The book discusses 10 companies, and Gardner analyzed each of them using only the financial information that was available to Buffett before he bought them. The author searched for and studied annual reports published decades ago, analyst research, annual financial performance directories from Moody's, and other often little-known sources.
In addition, the book includes never-before-covered materials, such as Buffett's letter to Ben Graham about the annual reports of Greif and Hochschild Kohn companies.
Gardner's research reveals Buffett's approach. He went beyond traditional metrics in search of quality businesses and paid attention to things like brand strength and positioning. This was long before it became a standard approach in value stock investing, notes the Financial Times.
"Anyone who analyzed the same stocks as Buffett could say they were cheap," writes Gardner about Marshall-Wells. But not many, like Buffett, analyzed the stocks of a Duluth, Minnesota hardware wholesaler.

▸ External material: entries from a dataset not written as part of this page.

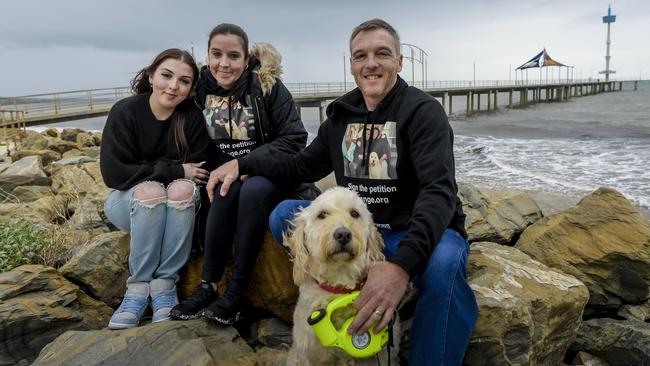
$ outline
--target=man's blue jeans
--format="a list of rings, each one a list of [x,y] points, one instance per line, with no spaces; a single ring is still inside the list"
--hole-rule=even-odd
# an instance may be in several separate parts
[[[286,200],[271,212],[269,229],[279,242],[289,221],[311,201]],[[384,254],[397,251],[405,230],[379,230]],[[467,283],[469,243],[456,231],[445,230],[425,271],[412,279],[418,300],[411,328],[410,365],[460,365],[472,335],[478,305]]]

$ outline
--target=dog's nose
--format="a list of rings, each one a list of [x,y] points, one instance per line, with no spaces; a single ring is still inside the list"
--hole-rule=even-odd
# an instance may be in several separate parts
[[[345,246],[347,243],[352,240],[352,233],[350,230],[340,227],[334,230],[334,240],[339,243],[340,246]]]

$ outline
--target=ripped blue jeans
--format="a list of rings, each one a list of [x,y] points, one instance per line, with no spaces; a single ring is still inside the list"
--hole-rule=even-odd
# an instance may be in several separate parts
[[[174,201],[167,192],[177,182],[189,182],[193,189],[189,199]],[[134,198],[144,184],[156,184],[157,197]],[[187,183],[183,183],[187,184]],[[158,188],[160,187],[160,188]],[[185,186],[188,187],[187,185]],[[150,282],[153,279],[177,280],[178,271],[187,262],[192,250],[195,208],[199,190],[192,181],[179,179],[165,188],[158,182],[142,182],[127,191],[111,190],[104,203],[104,212],[120,230],[131,233],[127,283]]]

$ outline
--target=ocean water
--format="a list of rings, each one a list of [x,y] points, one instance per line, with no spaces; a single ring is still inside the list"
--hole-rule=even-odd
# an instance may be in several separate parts
[[[454,98],[457,179],[479,187],[537,191],[582,197],[600,186],[623,193],[650,211],[650,82],[624,90],[574,97],[464,117],[465,99]],[[516,99],[515,99],[516,103]],[[481,100],[485,110],[487,100]],[[313,138],[318,110],[303,108]],[[55,126],[101,130],[106,117]]]
[[[584,196],[600,186],[650,209],[650,82],[568,102],[452,119],[458,180]]]

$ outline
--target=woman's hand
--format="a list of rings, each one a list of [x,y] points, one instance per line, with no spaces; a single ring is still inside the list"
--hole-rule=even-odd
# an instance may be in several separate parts
[[[189,179],[196,184],[205,184],[208,181],[210,172],[202,169],[201,166],[205,161],[200,163],[185,163],[183,164],[183,171],[185,172],[185,179]]]

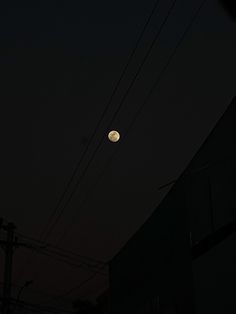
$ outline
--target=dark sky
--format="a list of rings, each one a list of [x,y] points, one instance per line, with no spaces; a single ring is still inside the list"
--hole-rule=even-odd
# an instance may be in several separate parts
[[[40,237],[154,3],[8,1],[1,8],[1,216],[18,231]],[[223,114],[236,90],[236,29],[209,0],[129,129],[200,3],[176,2],[111,125],[120,142],[104,139],[48,242],[111,259],[168,191],[158,187],[180,175]],[[160,1],[65,200],[171,4]],[[89,276],[27,250],[15,254],[14,283],[34,278],[34,289],[48,294],[64,293]],[[97,276],[69,297],[93,298],[106,286],[106,277]],[[25,298],[43,302],[29,292]]]

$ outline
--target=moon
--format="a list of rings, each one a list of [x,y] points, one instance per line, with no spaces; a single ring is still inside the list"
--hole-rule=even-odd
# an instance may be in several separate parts
[[[120,134],[119,132],[113,130],[108,133],[108,138],[111,142],[116,143],[120,139]]]

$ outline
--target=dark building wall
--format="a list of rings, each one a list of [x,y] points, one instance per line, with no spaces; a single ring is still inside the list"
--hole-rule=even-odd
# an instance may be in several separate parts
[[[235,128],[236,98],[153,215],[111,261],[113,314],[146,313],[157,296],[160,313],[194,312],[190,240],[194,245],[235,218]]]
[[[166,313],[172,313],[171,306],[192,313],[189,231],[180,186],[183,182],[112,260],[112,313],[146,313],[157,297]]]
[[[193,242],[236,219],[236,98],[189,168],[187,206]],[[187,178],[187,177],[186,177]],[[236,313],[236,234],[193,261],[196,314]]]
[[[236,313],[236,234],[193,262],[196,314]]]
[[[110,289],[106,289],[97,298],[99,314],[111,314]]]
[[[196,171],[195,171],[196,169]],[[183,174],[193,242],[236,218],[236,98]]]
[[[188,179],[186,202],[193,243],[236,219],[235,161],[232,154]]]

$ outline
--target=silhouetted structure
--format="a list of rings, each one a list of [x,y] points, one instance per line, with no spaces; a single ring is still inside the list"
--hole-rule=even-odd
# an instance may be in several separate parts
[[[75,314],[98,314],[98,308],[89,300],[77,299],[73,302],[73,309]]]
[[[112,314],[236,313],[235,285],[224,282],[216,291],[208,278],[228,261],[227,278],[236,282],[235,143],[236,98],[156,211],[110,262]]]
[[[110,314],[111,313],[111,302],[110,302],[110,289],[105,290],[97,298],[97,304],[99,308],[99,314]]]

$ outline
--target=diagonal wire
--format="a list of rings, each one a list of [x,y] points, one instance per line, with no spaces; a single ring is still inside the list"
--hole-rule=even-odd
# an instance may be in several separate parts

The book shows Buffett's diligence, patience, and willingness to make big bets, notes Wall Street Journal columnist Jason Zweig. Buffett, decades before becoming a famous investor, visited company headquarters and bombarded their management with questions. For example, he once showed up at the production of Greif Bros., a manufacturer of barrels and containers, and spent several hours asking a regular employee about barrels.
In 1964, a scandal erupted involving a subsidiary of American Express in the storage of vegetable oil. Buffett and his assistant visited countless restaurants, hotels, and retail stores to ensure that the demand for Amex traveler's checks and credit cards was not affected.
Union Street Railway shares changed hands so rarely that Buffett had to place an ad in the local New Bedford, Massachusetts newspaper, offering local shareholders to sell him shares. It took him more than two years to buy a significant amount of them.
Another of the most important components of Buffett's early success was courage and willingness to make large bets. As Gardner writes, "great investment ideas are rare; Buffett seized them whenever he discovered them." In 1950, he invested about a quarter of the assets of Buffett's investment partnership in Marshall-Wells. By 1951, more than half of the portfolio was in the insurer Geico. By 1966, the stake in American Express had grown to nearly 40% of all assets.

Why This Matters
Can anyone today do what Buffett did back then? This question is posed by Wall Street Journal columnist Jason Zweig, who edited the updated edition of Benjamin Graham's classic book "The Intelligent Investor." Buffett called it "by far the best book on investing ever written." In some ways, it should be even easier, as information is now publicly available. But in many ways, it is much more difficult. Markets are much more efficient, lucrative deals have virtually disappeared, and everyone "wants to fish" in the same places, notes Zweig.
In response to Zweig's request to comment on the lessons investors can learn from the book, Buffett replied that he would do so at the annual Berkshire Hathaway shareholders meeting. It is scheduled for May 3, 2025.